左より大江哲平弁護士・弁理士、Han Xu弁護士(マサチューセッツ州弁護士)、吉井重治代表取締役社長、井上聡之弁護士(ニューヨーク州弁護士)、藤木実氏(経営企画・知財調達担当)

THE LEGAL DEPARTMENT

#74

株式会社IP Bridge

知財戦略×事業戦略――オープンイノベーションの促進と新たな市場・収益、人材活用の仕組みを創出するプロ集団

〝知財〞の力を見直し、有効活用法を新提案

企業などから調達した特許のライセンスによる収益化、中小・ベンチャーに対する知的財産権を利用した新規事業創出支援を行うアイピーブリッジ。産業革新機構を主要株主として300億円の知財ファンド運営のために2013年に設立された。代表取締役社長の吉井重治氏に事業内容と使命をお聞きした。

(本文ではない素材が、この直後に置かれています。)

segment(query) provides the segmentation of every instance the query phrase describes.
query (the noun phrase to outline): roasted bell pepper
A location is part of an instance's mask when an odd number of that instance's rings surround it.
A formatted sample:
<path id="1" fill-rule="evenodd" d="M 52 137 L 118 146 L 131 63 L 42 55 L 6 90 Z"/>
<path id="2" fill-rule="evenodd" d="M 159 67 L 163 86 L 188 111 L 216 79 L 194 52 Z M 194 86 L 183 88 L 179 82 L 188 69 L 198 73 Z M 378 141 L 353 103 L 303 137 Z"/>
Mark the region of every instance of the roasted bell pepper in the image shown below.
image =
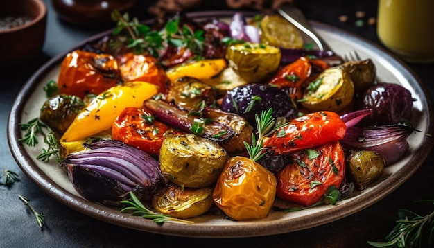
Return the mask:
<path id="1" fill-rule="evenodd" d="M 143 106 L 143 102 L 156 94 L 158 89 L 148 82 L 129 82 L 107 89 L 78 113 L 60 142 L 78 141 L 110 129 L 125 107 Z"/>
<path id="2" fill-rule="evenodd" d="M 182 64 L 168 69 L 167 76 L 171 82 L 183 77 L 192 77 L 199 80 L 210 79 L 227 67 L 225 59 L 209 59 Z"/>
<path id="3" fill-rule="evenodd" d="M 264 138 L 263 147 L 273 149 L 277 154 L 287 154 L 338 141 L 346 132 L 347 126 L 338 114 L 317 112 L 295 118 L 273 136 Z"/>

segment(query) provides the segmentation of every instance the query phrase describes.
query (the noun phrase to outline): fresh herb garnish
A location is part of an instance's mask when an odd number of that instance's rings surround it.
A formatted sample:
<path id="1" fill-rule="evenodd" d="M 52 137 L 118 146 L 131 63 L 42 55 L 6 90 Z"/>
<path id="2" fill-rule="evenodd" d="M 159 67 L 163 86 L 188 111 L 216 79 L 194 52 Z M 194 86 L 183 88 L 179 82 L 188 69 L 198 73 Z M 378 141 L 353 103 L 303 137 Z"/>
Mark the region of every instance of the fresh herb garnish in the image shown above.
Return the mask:
<path id="1" fill-rule="evenodd" d="M 244 141 L 244 146 L 247 152 L 253 161 L 257 161 L 265 155 L 265 148 L 263 148 L 263 138 L 272 134 L 277 130 L 288 125 L 288 123 L 275 127 L 275 120 L 271 115 L 272 109 L 270 108 L 268 111 L 263 110 L 261 113 L 261 117 L 259 114 L 255 114 L 257 128 L 258 130 L 258 139 L 252 134 L 252 145 Z M 274 128 L 273 128 L 274 127 Z"/>
<path id="2" fill-rule="evenodd" d="M 112 19 L 117 22 L 113 31 L 116 39 L 111 44 L 114 47 L 125 44 L 136 53 L 148 53 L 155 57 L 159 57 L 158 50 L 163 48 L 164 44 L 186 47 L 198 56 L 200 56 L 204 51 L 204 30 L 193 30 L 185 24 L 180 26 L 179 18 L 168 21 L 164 30 L 159 32 L 140 24 L 135 17 L 130 21 L 128 13 L 122 15 L 117 10 L 112 12 Z M 122 35 L 125 30 L 126 35 Z"/>
<path id="3" fill-rule="evenodd" d="M 153 220 L 155 222 L 159 224 L 162 224 L 166 221 L 176 221 L 187 224 L 193 223 L 191 221 L 175 218 L 174 217 L 165 215 L 164 213 L 155 213 L 151 210 L 148 209 L 141 203 L 141 202 L 140 202 L 139 198 L 137 198 L 137 197 L 132 191 L 130 191 L 130 195 L 131 196 L 131 200 L 132 201 L 124 200 L 121 201 L 121 203 L 130 205 L 130 206 L 127 206 L 121 209 L 121 213 L 132 211 L 132 213 L 131 213 L 132 215 L 139 216 L 144 219 Z"/>
<path id="4" fill-rule="evenodd" d="M 35 210 L 35 209 L 33 209 L 33 207 L 30 204 L 30 203 L 28 203 L 29 200 L 28 198 L 26 198 L 22 195 L 18 195 L 18 197 L 19 197 L 19 200 L 21 200 L 21 201 L 23 201 L 23 202 L 24 202 L 24 205 L 26 205 L 27 206 L 28 206 L 28 208 L 32 211 L 32 213 L 33 213 L 33 214 L 35 215 L 35 217 L 36 217 L 36 222 L 37 222 L 37 224 L 42 229 L 42 224 L 44 224 L 44 221 L 45 220 L 45 216 L 44 216 L 42 213 L 37 213 Z"/>
<path id="5" fill-rule="evenodd" d="M 37 134 L 39 133 L 45 135 L 43 128 L 49 129 L 46 125 L 42 123 L 37 117 L 29 121 L 26 123 L 19 123 L 18 125 L 19 125 L 21 130 L 26 131 L 24 136 L 19 139 L 18 141 L 25 142 L 30 146 L 35 146 L 39 143 L 37 137 L 36 136 Z"/>
<path id="6" fill-rule="evenodd" d="M 419 203 L 428 203 L 434 205 L 433 200 L 421 200 Z M 422 233 L 428 235 L 426 247 L 434 245 L 434 211 L 425 216 L 419 215 L 407 209 L 398 211 L 399 220 L 392 231 L 386 236 L 388 242 L 372 242 L 367 243 L 375 247 L 422 247 Z M 428 231 L 425 233 L 424 231 Z"/>
<path id="7" fill-rule="evenodd" d="M 0 179 L 4 177 L 3 181 L 0 181 L 0 185 L 4 185 L 6 186 L 8 186 L 12 185 L 15 181 L 19 181 L 19 177 L 18 174 L 14 172 L 13 171 L 9 170 L 5 170 L 3 172 L 3 175 L 0 176 Z"/>

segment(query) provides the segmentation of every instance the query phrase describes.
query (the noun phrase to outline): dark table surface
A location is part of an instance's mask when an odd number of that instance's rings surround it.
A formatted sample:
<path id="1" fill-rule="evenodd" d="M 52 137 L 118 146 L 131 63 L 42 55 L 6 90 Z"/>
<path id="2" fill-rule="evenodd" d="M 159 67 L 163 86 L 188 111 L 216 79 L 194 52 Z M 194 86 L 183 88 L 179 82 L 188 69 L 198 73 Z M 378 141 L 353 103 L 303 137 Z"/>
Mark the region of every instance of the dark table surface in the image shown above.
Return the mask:
<path id="1" fill-rule="evenodd" d="M 106 223 L 82 214 L 58 202 L 38 188 L 19 169 L 7 142 L 8 117 L 14 99 L 31 75 L 50 58 L 66 52 L 76 44 L 107 27 L 75 26 L 59 20 L 51 3 L 48 8 L 46 39 L 40 56 L 31 62 L 9 69 L 0 69 L 0 172 L 8 169 L 18 172 L 21 181 L 10 187 L 0 186 L 1 247 L 168 247 L 171 245 L 220 247 L 367 247 L 367 240 L 384 241 L 395 225 L 399 209 L 410 209 L 422 215 L 429 208 L 415 203 L 420 199 L 434 199 L 434 157 L 430 154 L 419 170 L 396 191 L 366 209 L 320 227 L 285 234 L 241 238 L 192 238 L 150 233 Z M 296 4 L 311 20 L 350 31 L 381 46 L 375 25 L 367 19 L 375 17 L 377 1 L 296 1 Z M 146 3 L 137 8 L 147 17 Z M 197 10 L 225 9 L 223 3 L 208 3 Z M 356 25 L 356 11 L 366 14 L 362 26 Z M 348 21 L 338 17 L 347 15 Z M 432 27 L 431 27 L 432 28 Z M 0 55 L 1 56 L 1 55 Z M 0 57 L 1 58 L 1 57 Z M 434 94 L 434 64 L 408 64 Z M 31 199 L 31 204 L 46 216 L 41 230 L 31 213 L 18 195 Z M 432 208 L 432 206 L 431 206 Z"/>

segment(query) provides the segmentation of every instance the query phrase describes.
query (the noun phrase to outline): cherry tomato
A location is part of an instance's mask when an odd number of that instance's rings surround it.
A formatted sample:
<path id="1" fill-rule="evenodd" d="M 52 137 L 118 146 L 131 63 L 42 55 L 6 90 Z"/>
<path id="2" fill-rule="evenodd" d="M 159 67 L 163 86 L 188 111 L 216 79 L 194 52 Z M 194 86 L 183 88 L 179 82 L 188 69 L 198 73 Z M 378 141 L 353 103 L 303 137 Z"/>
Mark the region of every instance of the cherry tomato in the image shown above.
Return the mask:
<path id="1" fill-rule="evenodd" d="M 271 148 L 275 154 L 288 154 L 340 140 L 346 132 L 338 114 L 320 111 L 292 120 L 273 136 L 264 138 L 263 147 Z"/>
<path id="2" fill-rule="evenodd" d="M 60 94 L 83 99 L 86 94 L 98 95 L 120 81 L 119 64 L 112 55 L 75 50 L 62 62 L 58 85 Z"/>
<path id="3" fill-rule="evenodd" d="M 268 170 L 241 156 L 226 161 L 213 192 L 216 205 L 236 220 L 267 216 L 276 195 L 276 178 Z"/>
<path id="4" fill-rule="evenodd" d="M 124 82 L 143 81 L 159 87 L 159 92 L 167 93 L 168 78 L 164 69 L 152 56 L 128 53 L 118 57 L 121 76 Z"/>
<path id="5" fill-rule="evenodd" d="M 159 155 L 166 134 L 181 134 L 154 120 L 143 108 L 127 107 L 117 117 L 112 128 L 112 138 L 135 146 L 150 154 Z"/>
<path id="6" fill-rule="evenodd" d="M 339 141 L 290 156 L 293 161 L 276 174 L 276 195 L 281 199 L 310 206 L 320 201 L 329 186 L 338 188 L 344 179 L 345 157 Z"/>
<path id="7" fill-rule="evenodd" d="M 287 89 L 291 98 L 297 100 L 302 98 L 302 87 L 328 67 L 329 65 L 322 60 L 301 57 L 279 69 L 268 83 Z"/>

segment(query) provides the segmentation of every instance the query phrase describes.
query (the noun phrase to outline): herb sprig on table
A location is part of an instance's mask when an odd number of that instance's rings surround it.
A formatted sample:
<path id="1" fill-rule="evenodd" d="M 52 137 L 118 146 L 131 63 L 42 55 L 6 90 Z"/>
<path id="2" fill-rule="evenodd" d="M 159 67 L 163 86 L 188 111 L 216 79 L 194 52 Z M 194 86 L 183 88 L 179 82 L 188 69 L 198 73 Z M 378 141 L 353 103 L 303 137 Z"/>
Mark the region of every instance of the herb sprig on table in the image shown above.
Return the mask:
<path id="1" fill-rule="evenodd" d="M 434 206 L 433 200 L 421 200 L 416 202 L 428 203 Z M 375 247 L 423 247 L 423 245 L 432 247 L 434 245 L 434 210 L 422 216 L 411 211 L 401 209 L 398 211 L 399 220 L 397 225 L 385 238 L 388 242 L 372 242 L 367 243 Z M 428 238 L 424 240 L 424 236 Z"/>
<path id="2" fill-rule="evenodd" d="M 136 17 L 130 20 L 128 12 L 121 15 L 117 10 L 112 12 L 112 19 L 117 22 L 113 30 L 115 39 L 111 44 L 114 47 L 126 45 L 136 53 L 147 52 L 155 57 L 159 57 L 158 51 L 164 48 L 164 44 L 186 47 L 196 55 L 200 55 L 203 52 L 204 30 L 193 30 L 186 24 L 180 26 L 179 18 L 168 21 L 161 31 L 154 30 L 141 24 Z"/>

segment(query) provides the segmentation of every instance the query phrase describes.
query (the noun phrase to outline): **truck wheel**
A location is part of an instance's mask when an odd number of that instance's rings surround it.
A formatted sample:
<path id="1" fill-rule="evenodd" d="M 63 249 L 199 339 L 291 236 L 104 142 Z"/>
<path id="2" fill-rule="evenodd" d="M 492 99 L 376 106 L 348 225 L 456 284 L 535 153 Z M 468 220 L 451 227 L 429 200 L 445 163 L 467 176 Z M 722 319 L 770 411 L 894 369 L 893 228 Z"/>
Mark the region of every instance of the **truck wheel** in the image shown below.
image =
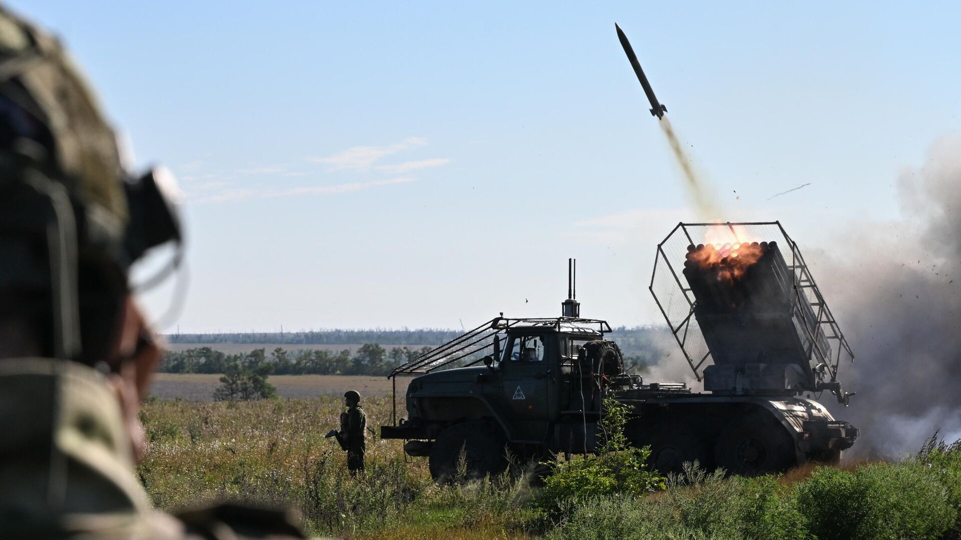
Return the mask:
<path id="1" fill-rule="evenodd" d="M 507 468 L 504 438 L 483 422 L 464 422 L 444 430 L 431 449 L 431 477 L 439 484 L 457 479 L 460 456 L 464 456 L 466 479 L 499 475 Z"/>
<path id="2" fill-rule="evenodd" d="M 794 440 L 784 427 L 760 415 L 734 420 L 721 430 L 714 461 L 728 475 L 755 477 L 797 465 Z"/>
<path id="3" fill-rule="evenodd" d="M 680 473 L 685 461 L 698 461 L 702 468 L 709 467 L 704 442 L 689 430 L 678 430 L 675 425 L 658 425 L 652 428 L 651 456 L 648 462 L 658 473 Z"/>

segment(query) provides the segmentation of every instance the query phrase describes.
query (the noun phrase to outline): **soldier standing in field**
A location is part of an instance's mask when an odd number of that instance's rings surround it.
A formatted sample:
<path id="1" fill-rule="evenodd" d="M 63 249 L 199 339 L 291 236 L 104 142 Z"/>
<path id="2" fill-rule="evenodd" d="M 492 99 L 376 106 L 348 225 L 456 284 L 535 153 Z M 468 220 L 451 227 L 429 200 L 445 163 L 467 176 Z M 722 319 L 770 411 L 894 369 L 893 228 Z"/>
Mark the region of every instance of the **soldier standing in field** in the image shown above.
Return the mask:
<path id="1" fill-rule="evenodd" d="M 160 349 L 128 274 L 154 247 L 182 249 L 164 178 L 128 172 L 59 41 L 0 7 L 4 539 L 303 538 L 286 512 L 160 512 L 137 481 Z"/>
<path id="2" fill-rule="evenodd" d="M 357 390 L 344 393 L 347 410 L 340 414 L 340 433 L 347 447 L 347 468 L 352 475 L 363 470 L 363 455 L 367 452 L 367 417 L 360 406 L 360 394 Z"/>

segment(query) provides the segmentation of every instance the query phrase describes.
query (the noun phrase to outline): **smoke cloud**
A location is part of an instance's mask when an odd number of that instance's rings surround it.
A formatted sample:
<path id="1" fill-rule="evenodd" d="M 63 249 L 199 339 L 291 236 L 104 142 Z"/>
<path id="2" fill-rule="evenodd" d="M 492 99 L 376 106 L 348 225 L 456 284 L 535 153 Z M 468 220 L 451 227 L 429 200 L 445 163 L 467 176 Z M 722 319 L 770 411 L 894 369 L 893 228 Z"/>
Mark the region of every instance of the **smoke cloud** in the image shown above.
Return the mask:
<path id="1" fill-rule="evenodd" d="M 664 132 L 664 136 L 667 137 L 667 142 L 671 146 L 674 159 L 678 161 L 680 171 L 684 173 L 684 185 L 687 187 L 687 192 L 690 194 L 697 208 L 698 215 L 703 221 L 716 219 L 721 213 L 714 206 L 715 198 L 694 169 L 691 158 L 687 155 L 684 147 L 681 146 L 680 140 L 678 138 L 678 134 L 675 133 L 674 126 L 671 125 L 671 120 L 667 116 L 663 116 L 660 118 L 658 124 L 660 124 L 661 130 Z"/>
<path id="2" fill-rule="evenodd" d="M 917 452 L 938 430 L 961 438 L 961 138 L 933 143 L 899 195 L 902 221 L 853 227 L 835 245 L 855 247 L 812 268 L 856 356 L 839 377 L 850 406 L 825 399 L 861 429 L 853 456 Z"/>

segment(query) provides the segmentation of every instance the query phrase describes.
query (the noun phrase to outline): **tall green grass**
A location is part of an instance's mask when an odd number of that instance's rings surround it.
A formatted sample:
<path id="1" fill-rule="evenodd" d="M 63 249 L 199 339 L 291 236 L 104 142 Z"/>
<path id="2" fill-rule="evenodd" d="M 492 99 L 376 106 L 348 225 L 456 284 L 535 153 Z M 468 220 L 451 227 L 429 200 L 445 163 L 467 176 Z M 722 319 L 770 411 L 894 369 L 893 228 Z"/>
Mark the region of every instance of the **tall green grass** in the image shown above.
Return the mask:
<path id="1" fill-rule="evenodd" d="M 340 406 L 331 398 L 152 401 L 141 413 L 148 449 L 137 473 L 163 509 L 225 499 L 292 505 L 311 533 L 347 538 L 961 538 L 961 445 L 936 439 L 897 463 L 780 479 L 725 479 L 692 465 L 654 493 L 566 486 L 571 496 L 545 505 L 545 492 L 524 478 L 435 486 L 426 459 L 405 459 L 401 441 L 371 433 L 367 470 L 351 477 L 344 453 L 323 437 Z M 390 398 L 366 399 L 364 408 L 369 427 L 389 423 Z"/>

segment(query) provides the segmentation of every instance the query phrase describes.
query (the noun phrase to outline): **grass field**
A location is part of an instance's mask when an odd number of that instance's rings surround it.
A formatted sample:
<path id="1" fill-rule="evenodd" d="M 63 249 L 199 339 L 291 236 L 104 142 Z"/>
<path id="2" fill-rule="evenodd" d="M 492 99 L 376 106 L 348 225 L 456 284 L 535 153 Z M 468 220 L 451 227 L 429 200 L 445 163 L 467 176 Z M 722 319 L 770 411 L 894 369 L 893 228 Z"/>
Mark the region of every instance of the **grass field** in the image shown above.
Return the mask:
<path id="1" fill-rule="evenodd" d="M 389 397 L 363 405 L 375 431 L 389 422 Z M 781 478 L 692 470 L 663 492 L 585 496 L 545 513 L 541 492 L 524 480 L 435 486 L 426 459 L 405 459 L 402 441 L 376 434 L 368 436 L 366 472 L 352 478 L 344 453 L 323 437 L 340 411 L 339 397 L 149 400 L 138 477 L 162 509 L 225 499 L 292 505 L 311 533 L 350 539 L 961 538 L 956 448 Z"/>
<path id="2" fill-rule="evenodd" d="M 296 343 L 166 343 L 163 348 L 168 351 L 173 351 L 175 353 L 180 353 L 182 351 L 187 351 L 189 349 L 200 349 L 201 347 L 209 347 L 214 351 L 220 351 L 226 355 L 239 355 L 250 353 L 257 349 L 263 349 L 269 355 L 271 351 L 280 347 L 284 351 L 343 351 L 344 349 L 354 354 L 355 351 L 362 347 L 363 344 L 346 344 L 346 345 L 326 345 L 326 344 L 296 344 Z M 408 349 L 420 349 L 424 347 L 423 345 L 382 345 L 386 350 L 391 350 L 394 347 L 407 347 Z"/>
<path id="3" fill-rule="evenodd" d="M 158 373 L 150 393 L 161 400 L 210 402 L 221 377 L 206 373 Z M 277 387 L 282 398 L 295 399 L 342 396 L 347 390 L 357 390 L 361 396 L 389 396 L 392 384 L 386 377 L 364 375 L 272 375 L 267 381 Z M 397 380 L 401 405 L 408 381 L 409 378 Z"/>

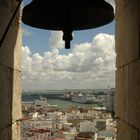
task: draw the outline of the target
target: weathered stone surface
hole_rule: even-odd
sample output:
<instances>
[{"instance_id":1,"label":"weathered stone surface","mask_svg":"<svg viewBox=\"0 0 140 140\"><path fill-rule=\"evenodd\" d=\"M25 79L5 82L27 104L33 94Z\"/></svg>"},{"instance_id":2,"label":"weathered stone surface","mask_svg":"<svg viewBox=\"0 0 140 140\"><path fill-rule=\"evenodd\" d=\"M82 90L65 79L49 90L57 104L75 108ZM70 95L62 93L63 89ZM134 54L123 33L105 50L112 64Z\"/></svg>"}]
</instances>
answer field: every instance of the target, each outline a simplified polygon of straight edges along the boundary
<instances>
[{"instance_id":1,"label":"weathered stone surface","mask_svg":"<svg viewBox=\"0 0 140 140\"><path fill-rule=\"evenodd\" d=\"M13 3L13 2L12 2ZM11 3L11 4L12 4ZM14 2L15 3L15 2ZM16 2L17 3L17 2ZM12 6L15 7L15 6ZM15 10L15 8L14 8ZM0 38L2 38L3 33L13 15L13 11L8 9L8 6L0 5ZM13 20L8 34L0 47L0 63L21 70L21 30L19 30L19 12L17 13L15 19ZM16 50L15 50L16 49ZM17 53L16 53L17 52ZM15 60L14 60L15 59Z\"/></svg>"},{"instance_id":2,"label":"weathered stone surface","mask_svg":"<svg viewBox=\"0 0 140 140\"><path fill-rule=\"evenodd\" d=\"M140 60L129 65L129 123L140 128Z\"/></svg>"},{"instance_id":3,"label":"weathered stone surface","mask_svg":"<svg viewBox=\"0 0 140 140\"><path fill-rule=\"evenodd\" d=\"M13 101L12 101L12 120L15 121L22 117L21 113L21 72L13 72ZM20 139L20 122L12 126L12 139Z\"/></svg>"},{"instance_id":4,"label":"weathered stone surface","mask_svg":"<svg viewBox=\"0 0 140 140\"><path fill-rule=\"evenodd\" d=\"M117 140L139 140L139 130L124 121L117 121Z\"/></svg>"},{"instance_id":5,"label":"weathered stone surface","mask_svg":"<svg viewBox=\"0 0 140 140\"><path fill-rule=\"evenodd\" d=\"M128 120L128 67L116 71L116 115Z\"/></svg>"},{"instance_id":6,"label":"weathered stone surface","mask_svg":"<svg viewBox=\"0 0 140 140\"><path fill-rule=\"evenodd\" d=\"M0 128L12 121L12 77L11 71L0 65ZM7 135L9 134L9 136ZM8 140L11 129L5 127L0 133L0 140Z\"/></svg>"},{"instance_id":7,"label":"weathered stone surface","mask_svg":"<svg viewBox=\"0 0 140 140\"><path fill-rule=\"evenodd\" d=\"M12 17L16 0L0 0L0 38ZM20 140L21 118L21 30L17 13L6 38L0 47L0 140Z\"/></svg>"},{"instance_id":8,"label":"weathered stone surface","mask_svg":"<svg viewBox=\"0 0 140 140\"><path fill-rule=\"evenodd\" d=\"M139 58L138 3L138 0L131 1L116 20L117 67Z\"/></svg>"}]
</instances>

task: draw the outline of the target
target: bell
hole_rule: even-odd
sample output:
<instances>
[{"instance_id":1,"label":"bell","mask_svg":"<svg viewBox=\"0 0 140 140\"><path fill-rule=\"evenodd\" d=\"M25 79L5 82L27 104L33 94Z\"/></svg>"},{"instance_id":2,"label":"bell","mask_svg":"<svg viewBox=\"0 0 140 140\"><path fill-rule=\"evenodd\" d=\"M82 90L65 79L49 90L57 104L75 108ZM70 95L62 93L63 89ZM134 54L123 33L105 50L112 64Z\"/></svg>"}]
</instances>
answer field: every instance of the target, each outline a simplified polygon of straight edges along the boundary
<instances>
[{"instance_id":1,"label":"bell","mask_svg":"<svg viewBox=\"0 0 140 140\"><path fill-rule=\"evenodd\" d=\"M73 31L100 27L113 19L113 7L104 0L33 0L22 15L29 26L63 31L65 48L70 48Z\"/></svg>"}]
</instances>

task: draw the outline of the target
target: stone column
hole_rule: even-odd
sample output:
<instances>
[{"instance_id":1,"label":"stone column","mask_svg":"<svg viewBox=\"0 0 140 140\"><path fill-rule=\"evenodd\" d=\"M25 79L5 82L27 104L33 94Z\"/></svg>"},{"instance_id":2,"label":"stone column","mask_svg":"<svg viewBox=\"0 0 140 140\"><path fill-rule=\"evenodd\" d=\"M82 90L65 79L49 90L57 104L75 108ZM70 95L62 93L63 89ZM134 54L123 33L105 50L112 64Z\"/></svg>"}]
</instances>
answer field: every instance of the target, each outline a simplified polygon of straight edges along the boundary
<instances>
[{"instance_id":1,"label":"stone column","mask_svg":"<svg viewBox=\"0 0 140 140\"><path fill-rule=\"evenodd\" d=\"M0 0L0 39L17 6L16 0ZM20 140L21 27L19 11L0 47L0 140Z\"/></svg>"},{"instance_id":2,"label":"stone column","mask_svg":"<svg viewBox=\"0 0 140 140\"><path fill-rule=\"evenodd\" d=\"M140 140L140 0L116 0L117 140Z\"/></svg>"}]
</instances>

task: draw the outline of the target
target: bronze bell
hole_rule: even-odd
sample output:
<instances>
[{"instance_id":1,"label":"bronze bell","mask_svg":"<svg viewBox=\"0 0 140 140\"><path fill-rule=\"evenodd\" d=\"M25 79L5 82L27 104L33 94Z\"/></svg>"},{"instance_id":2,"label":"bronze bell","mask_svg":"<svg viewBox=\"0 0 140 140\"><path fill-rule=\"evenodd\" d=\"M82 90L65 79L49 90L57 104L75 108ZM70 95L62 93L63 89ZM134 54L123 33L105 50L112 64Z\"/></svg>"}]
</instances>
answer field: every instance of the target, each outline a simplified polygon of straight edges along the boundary
<instances>
[{"instance_id":1,"label":"bronze bell","mask_svg":"<svg viewBox=\"0 0 140 140\"><path fill-rule=\"evenodd\" d=\"M103 26L113 19L113 7L104 0L33 0L22 15L29 26L63 31L65 48L70 48L73 31Z\"/></svg>"}]
</instances>

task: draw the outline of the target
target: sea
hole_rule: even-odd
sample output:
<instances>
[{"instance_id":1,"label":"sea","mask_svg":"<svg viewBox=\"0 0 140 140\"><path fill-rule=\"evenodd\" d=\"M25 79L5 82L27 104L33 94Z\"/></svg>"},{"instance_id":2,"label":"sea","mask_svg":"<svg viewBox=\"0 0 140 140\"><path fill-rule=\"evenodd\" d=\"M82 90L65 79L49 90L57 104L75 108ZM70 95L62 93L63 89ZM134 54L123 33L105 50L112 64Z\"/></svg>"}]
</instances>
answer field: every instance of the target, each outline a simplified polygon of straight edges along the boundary
<instances>
[{"instance_id":1,"label":"sea","mask_svg":"<svg viewBox=\"0 0 140 140\"><path fill-rule=\"evenodd\" d=\"M50 93L39 93L39 92L26 92L22 93L22 101L23 102L32 102L33 100L39 99L39 96L47 97L47 95ZM55 92L51 94L57 95ZM58 93L60 94L60 93ZM61 93L63 95L63 92ZM70 107L97 107L97 104L82 104L82 103L76 103L72 102L70 100L62 100L59 98L47 98L47 102L50 105L58 105L60 108L70 108Z\"/></svg>"}]
</instances>

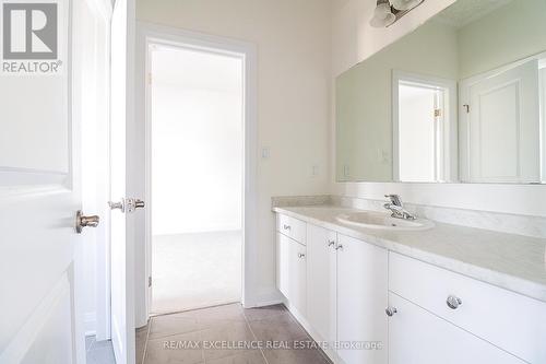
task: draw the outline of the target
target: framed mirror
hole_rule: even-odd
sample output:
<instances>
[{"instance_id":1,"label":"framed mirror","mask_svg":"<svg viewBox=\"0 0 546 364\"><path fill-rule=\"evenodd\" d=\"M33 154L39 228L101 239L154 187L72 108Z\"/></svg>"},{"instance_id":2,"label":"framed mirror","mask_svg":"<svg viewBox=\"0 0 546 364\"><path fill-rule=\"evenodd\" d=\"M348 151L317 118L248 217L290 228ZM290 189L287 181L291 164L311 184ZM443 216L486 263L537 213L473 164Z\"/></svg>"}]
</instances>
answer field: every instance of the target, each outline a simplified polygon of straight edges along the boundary
<instances>
[{"instance_id":1,"label":"framed mirror","mask_svg":"<svg viewBox=\"0 0 546 364\"><path fill-rule=\"evenodd\" d=\"M546 183L545 19L459 0L337 77L337 181Z\"/></svg>"}]
</instances>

「知的財産をめぐっては、かつての自前主義からオープンイノベーションへと変化し、自由市場での取引対象となりつつあります。しかし、日本では特許の有効な活用は5割を大きく下回り、大学が手にするライセンス料は全体でも年20億円規模にとどまり、米国などに比べれば100分の1程度と極めて物足りない状況。我々はグローバルなオープンイノベーションの実現を目指し、〝事業目線〞で企業や大学の知財戦略や施策の立案・実行を支援するために立ち上がりました」

そうした実行支援を多角的かつ複合的に行うため、4つの柱を打ち立てている。

「1つめはイノベーション事業。知財ベースの新規事業支援です。特に中小の場合、優れた技術を持っていても活用のすべを持たない企業は少なくありません。そうした企業の成長を促すべく、いい知財を発見し事業化します。また、大企業においても選択と集中によって事業化が断念された優れた知財が存在します。そうした知財にかかわった技術者などと連携して、新たな事業を創出するモデルも構築しています。2つめはライセンス事業。オープンイノベーションによる産業の健全な発展のためには適切な特許ライセンス環境の構築が必要です。企業や大学は、必要なライセンスを取らずに事業参入するような企業がいても、その特許権の行使に消極的なところも多い。そうした企業や大学から調達した特許、約3500件の技術的・事業的な価値を理解し、特許技術交渉を行う。時には国内外の訴訟などの手段も駆使して、その価値を顕在化し、適切な条件でライセンスし、得られた収益をその企業や大学に還元します。3つめは知財リスク管理を必要とする企業を支援する、知財リスクマネジメント事業。4つめは知財ファイナンス事業。知財を新たな資産と捉え、知財と金融が重複する領域で事業を創出しています」

  • 株式会社IP Bridge 法務部
    オフィスは半蔵門、内堀通り沿いにあり、窓からは皇居の緑と、丸の内オフィスビル群を望む
  • 株式会社IP Bridge 法務部
    短時間で効率的に会議などができるよう、立ったまま話せるスペース。元は外資系法律事務所だったため、窓側には仕切られた執務室が並ぶ。同社では主に会議室として活用

知財の未来を描く プロ人材が集結

各事業を支えるのが、経営支援、法務支援、知財支援、金融支援という4つのファンクションに所属するメンバーで、案件ごとにチームを編成し、取り組む。同社には吉井氏はじめ、CEO経験者、弁護士(日・米)、弁理士、米国金融機関経験者など様々な領域の専門家が集結する。イノベーション事業を中心に法的サポートを行う大江哲平弁護士は、やりがいをこう語る。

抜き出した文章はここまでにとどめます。